Child pages
  • Set permissions
Skip to end of metadata
Go to start of metadata

Setting authorizations and protecting your content

Apstrata allows you to define fine grained permissions on the content of your documents (no SQL key/value pairs data structures), by specifying who (users, roles or groups) is authorized to read/write a given set of fields in a given document type. Apstrata also allows you to specify who (users, roles or groups) is authorized to execute a given server-side script. Authorizations are created using Access Control Lists (ACLs) and applying those on your documents and scripts provides you the ability to define flexible and powerful authorization policies.

Authorizations on documents can be specified using document schemas ACLs, whereas authorization on server-side scripts are specified using the ACL that is embedded in a script. Document schemas allow you to create types of documents, with predefined authorizations and content validation rules.
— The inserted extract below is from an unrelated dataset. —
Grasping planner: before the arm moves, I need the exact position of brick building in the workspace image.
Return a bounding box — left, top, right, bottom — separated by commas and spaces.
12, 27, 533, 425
Back to the map       Next stations: control access, Log in with Facebook

Example 1 - Only authenticated users can subscribe to the newsletter

You need to diffuse a newsletter to keep your users informed of the latest updates and events that relate to your mobile game. Subscribing to the newsletter is done by invoking one of your server-side scripts from the client side of your game. However, you want to restrict the subscription to that latter to your authenticated users only, i.e. users who are known to your Apstrata user directory. Let us see how to do this using a server-side script:

 

<script>
<scriptACL>
	<!-- 
		execute is used to specify the list of roles, users and groups who are authorized to execute this script
		authenticated-users is a predefined Apstrata role that includes any user known to your Apstrata user directory. 
		The script will check the signature of the call and make sure it matches one of your user's credentials 
	-->
	<execute>authenticated-users</execute> 
	<read>nobody</read>
	<write>nobody</write>
</scriptACL>
<code>
	<![CDATA[
		
		// Extract the user who initiated the call from the native request object
		var user = request.user;
		var login = user.login.substring(0, user.login.indexOf("@")); // The value of the login field is such as : username@applicationKey
		
		// retrieve the name and email of the user from the user object and store them in 
		// a newsletter_subscription document
		var subscriptionParams = {
			"apsdb.store": "DefaultStore", // DefaultStore is the name of the store by default
			"name": user.name,
			"email": user.email,
			"apsdb.schema": "newsletter_subscription", // a schema allows you to define types of documents and specify authorization and validation rules
			"apsdb.runAs":  login // Create the document using the current user privileges
		};
		
		var response = apsdb.callApi("SaveDocument", subscriptionParams, null);
		if (response.metadata.status == "failure") {
			return response.metadata;
		}
		
		return {
				"Message" : user.name + "( " + user.email + ") subscribed to news letter",
				"subscriptionId":  response.result.document.key // we return the key of the subscription document as a subscription identifier
		}
	]]>
</code>
</script>

Example 2 - An authenticated user can only cancel his own subscription to the newsletter

OK. You now can control who can subscribe to the newsletter. Let us assume next that we need to allow any player to cancel his subscription to the newsletter. We can write a server-side script for that and make sure that only authenticated users are authorized to execute it. However, how do we make sure that the caller can only remove his own subscription?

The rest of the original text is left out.